Virtual Architecture 089


Virtual Architecture 090


1 November 2008
Stab one: a thesis declaration
"Contrary to common perceptions, it is the female that is hard and the male that is soft. In simple undeniable terms it is woman that enables embryonic development within her own body -- woman's bodies themselves are a hard protective shells (only women corporeally possess and facilitates the human egg that in turn allows fetal development). Men, on the other hand, very much do not have that "built-in" protectiveness, hence men make great displays about forever being on the defensive, and indeed it is almost exclusively men that have continually created our planet's foremost industry, if only to create that protective shell that their sex was not born with -- the age old military apparatus (shields, armor, war ships, submarines, tanks, stealth bomber, etc. are all "man"-made protective shells).
So what then is architecture?
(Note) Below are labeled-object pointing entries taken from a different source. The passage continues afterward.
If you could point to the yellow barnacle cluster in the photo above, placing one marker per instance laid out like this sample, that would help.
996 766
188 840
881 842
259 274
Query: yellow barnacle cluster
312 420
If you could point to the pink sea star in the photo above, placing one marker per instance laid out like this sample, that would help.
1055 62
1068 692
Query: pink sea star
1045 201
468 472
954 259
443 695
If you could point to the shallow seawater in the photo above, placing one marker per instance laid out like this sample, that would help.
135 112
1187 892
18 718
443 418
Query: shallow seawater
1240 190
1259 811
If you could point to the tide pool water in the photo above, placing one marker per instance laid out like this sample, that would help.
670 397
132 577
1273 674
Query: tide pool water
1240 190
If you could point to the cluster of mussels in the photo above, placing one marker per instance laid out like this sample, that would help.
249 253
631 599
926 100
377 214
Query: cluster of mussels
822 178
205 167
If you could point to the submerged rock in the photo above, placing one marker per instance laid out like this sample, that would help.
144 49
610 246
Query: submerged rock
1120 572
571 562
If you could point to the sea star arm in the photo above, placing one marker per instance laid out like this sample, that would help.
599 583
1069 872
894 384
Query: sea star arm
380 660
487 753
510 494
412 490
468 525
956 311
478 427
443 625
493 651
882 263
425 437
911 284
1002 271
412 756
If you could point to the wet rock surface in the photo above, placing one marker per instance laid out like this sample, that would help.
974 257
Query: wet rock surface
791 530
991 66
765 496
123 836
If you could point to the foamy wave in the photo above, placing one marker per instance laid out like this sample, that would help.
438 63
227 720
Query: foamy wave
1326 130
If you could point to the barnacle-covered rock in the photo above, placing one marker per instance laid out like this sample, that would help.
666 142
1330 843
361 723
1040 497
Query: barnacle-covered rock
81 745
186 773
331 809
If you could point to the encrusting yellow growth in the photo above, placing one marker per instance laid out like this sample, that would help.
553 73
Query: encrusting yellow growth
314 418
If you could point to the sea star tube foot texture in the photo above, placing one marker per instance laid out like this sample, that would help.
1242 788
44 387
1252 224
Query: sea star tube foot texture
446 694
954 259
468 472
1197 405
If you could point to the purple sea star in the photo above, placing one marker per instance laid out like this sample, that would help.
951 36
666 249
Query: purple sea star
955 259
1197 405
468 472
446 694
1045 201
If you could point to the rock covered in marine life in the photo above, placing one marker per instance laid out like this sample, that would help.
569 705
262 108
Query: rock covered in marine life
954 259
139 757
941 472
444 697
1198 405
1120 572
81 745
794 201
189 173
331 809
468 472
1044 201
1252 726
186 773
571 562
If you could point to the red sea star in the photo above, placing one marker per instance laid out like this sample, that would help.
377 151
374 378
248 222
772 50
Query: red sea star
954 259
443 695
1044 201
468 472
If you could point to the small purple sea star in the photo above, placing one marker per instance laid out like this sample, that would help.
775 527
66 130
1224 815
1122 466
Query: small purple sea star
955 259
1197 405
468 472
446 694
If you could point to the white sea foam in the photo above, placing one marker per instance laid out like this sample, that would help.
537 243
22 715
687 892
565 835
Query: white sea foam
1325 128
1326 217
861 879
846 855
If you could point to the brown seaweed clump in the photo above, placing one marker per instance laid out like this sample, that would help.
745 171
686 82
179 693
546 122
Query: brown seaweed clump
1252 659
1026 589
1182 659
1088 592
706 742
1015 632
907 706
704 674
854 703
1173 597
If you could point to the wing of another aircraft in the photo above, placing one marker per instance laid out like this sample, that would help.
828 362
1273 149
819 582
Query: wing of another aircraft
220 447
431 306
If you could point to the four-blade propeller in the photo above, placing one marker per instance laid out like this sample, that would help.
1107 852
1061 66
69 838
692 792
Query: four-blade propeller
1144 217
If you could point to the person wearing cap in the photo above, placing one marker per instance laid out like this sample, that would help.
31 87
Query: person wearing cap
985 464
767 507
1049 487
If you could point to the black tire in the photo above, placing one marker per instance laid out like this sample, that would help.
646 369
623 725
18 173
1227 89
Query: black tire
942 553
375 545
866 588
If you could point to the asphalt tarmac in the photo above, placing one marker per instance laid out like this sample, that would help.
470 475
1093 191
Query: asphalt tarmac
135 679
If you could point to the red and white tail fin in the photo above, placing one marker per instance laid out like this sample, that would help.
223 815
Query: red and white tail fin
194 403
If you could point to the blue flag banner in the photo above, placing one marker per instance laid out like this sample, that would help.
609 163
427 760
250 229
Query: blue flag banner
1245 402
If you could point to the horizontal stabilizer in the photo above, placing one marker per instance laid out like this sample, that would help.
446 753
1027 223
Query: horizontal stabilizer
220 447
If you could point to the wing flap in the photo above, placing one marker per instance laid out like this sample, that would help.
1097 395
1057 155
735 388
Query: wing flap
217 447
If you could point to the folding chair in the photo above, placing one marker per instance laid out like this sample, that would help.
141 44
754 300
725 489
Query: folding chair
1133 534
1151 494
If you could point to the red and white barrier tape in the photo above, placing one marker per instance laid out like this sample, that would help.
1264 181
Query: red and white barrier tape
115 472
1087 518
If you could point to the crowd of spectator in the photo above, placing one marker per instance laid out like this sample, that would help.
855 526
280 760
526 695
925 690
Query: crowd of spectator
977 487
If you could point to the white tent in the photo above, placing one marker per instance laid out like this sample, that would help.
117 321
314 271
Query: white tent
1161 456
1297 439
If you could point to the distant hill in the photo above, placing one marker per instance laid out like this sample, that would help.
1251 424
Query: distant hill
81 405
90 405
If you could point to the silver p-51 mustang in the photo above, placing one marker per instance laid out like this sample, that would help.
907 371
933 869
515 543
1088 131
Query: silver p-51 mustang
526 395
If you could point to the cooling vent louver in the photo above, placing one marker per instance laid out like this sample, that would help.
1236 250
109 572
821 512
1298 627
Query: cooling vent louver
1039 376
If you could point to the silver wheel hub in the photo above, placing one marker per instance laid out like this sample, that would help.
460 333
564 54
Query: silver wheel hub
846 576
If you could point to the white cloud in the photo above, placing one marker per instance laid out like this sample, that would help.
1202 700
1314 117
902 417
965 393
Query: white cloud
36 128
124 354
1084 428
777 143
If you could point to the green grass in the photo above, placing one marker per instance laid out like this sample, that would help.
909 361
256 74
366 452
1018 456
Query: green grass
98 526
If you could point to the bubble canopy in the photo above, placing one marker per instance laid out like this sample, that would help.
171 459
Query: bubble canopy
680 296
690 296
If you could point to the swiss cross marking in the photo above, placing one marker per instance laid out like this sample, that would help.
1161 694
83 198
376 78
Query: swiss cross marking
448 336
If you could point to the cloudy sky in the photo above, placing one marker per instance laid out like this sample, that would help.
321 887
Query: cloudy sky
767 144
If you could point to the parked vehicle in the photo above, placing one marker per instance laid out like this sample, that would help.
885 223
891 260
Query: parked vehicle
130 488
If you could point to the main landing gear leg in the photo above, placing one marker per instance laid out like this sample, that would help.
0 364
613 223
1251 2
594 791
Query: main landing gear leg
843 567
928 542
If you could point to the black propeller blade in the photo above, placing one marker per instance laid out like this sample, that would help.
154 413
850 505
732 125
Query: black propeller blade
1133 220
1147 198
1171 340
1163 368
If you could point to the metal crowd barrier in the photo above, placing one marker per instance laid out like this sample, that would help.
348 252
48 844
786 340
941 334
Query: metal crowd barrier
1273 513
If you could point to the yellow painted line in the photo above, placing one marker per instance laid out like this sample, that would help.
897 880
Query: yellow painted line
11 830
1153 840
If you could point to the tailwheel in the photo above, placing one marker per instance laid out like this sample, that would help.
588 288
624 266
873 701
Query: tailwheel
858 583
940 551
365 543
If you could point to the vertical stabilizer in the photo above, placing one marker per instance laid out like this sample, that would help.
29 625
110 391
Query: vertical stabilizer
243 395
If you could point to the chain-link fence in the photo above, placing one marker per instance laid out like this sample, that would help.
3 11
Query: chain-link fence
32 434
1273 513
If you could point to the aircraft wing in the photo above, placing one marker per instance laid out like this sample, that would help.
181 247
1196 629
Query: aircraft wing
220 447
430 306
Is it a hard, 'simple', 'natural' protective shell that engenders the continuation of life? Or is it a soft formlessness forever (re-)designing an applied shell it doesn't naturally have?"
--ironically, I never mentioned skin
My thesis in a nutshell, you might say.


[1 November] 2015
On All Saints' Day, one of the greatest artists of the eighteenth century lay dying. Few Romans would have noticed. Nearly everyone was attending to their own dead, gathering sweet almond biscuits and candles to take to the city's cemeteries to celebrate the feast of All Souls the following morning. For eight days the bladder ailment that had tormented him for more than a decade intensified its assault on Giovanni Battista Piranesi. He believed that his family was trying to poison him, insisting in the days before his death that one of his workshop assistants bring him his food to prevent his family's access to his plate. His son suggested a doctor. Piranesi refused, pointing to his copy of Livy's history of Rome and saying, "I believe only him." But belief was not a cure. On November 9, 1778, Piranesi died. Learning of his death, an old Venetian friend wrote, "I heard rumors here that before he died he had his money (which must have been abundant) so well that his children despair of finding it. Indeed, it is said that he died crazy. If the strange things that people are saying are true, it cannot be otherwise."
Heather Hyde Minor, Piranesi's Lost Words (2015), p. 1.


1 November 2019

Mary Boone's 180 hours of community service   hours 57 58


1 November 2022   Tuesday
The first paragraph of Piranesi's Lost Words is a condensed conflation that produces little in terms of historical accuracy. If you want to more successfully imagine the days before a specific historical event, then approach those days with only the knowledge and viewpoint of the times just before the final days. After-the-fact/event-knowledge has no guaranteed bearing on the event itself.
It's a bit surprising that the words Circus Flaminius jam tum Apollinaris backwards might just be the last thing Piranesi ever etched. Yet, at the same time, it's wonderful to see Piranesi's final project seamlessly align with the transition from Maxentius to Constantine, the very hinge of ancient Rome's pagan/Christian double theater.


1 November 2023   Wednesday

Not till the evening did I remember Andrew's text/question sent late last night: "What does your life tell you about coincidences? I'm so curious." I never thought about coincidences in quite that way before, but the question does seem to merit a thoughtfully considered answer. Not sure, however, if this is the place to deliver that answer, although there are coincidences within The Discovery of Piranesi's Final Project worthy of elaboration. Stay tuned, I suppose.

My other thoughts were about Bianconi's presence, or not, at Piranesi's last Accademia di San Luca attendance 11 October 1778.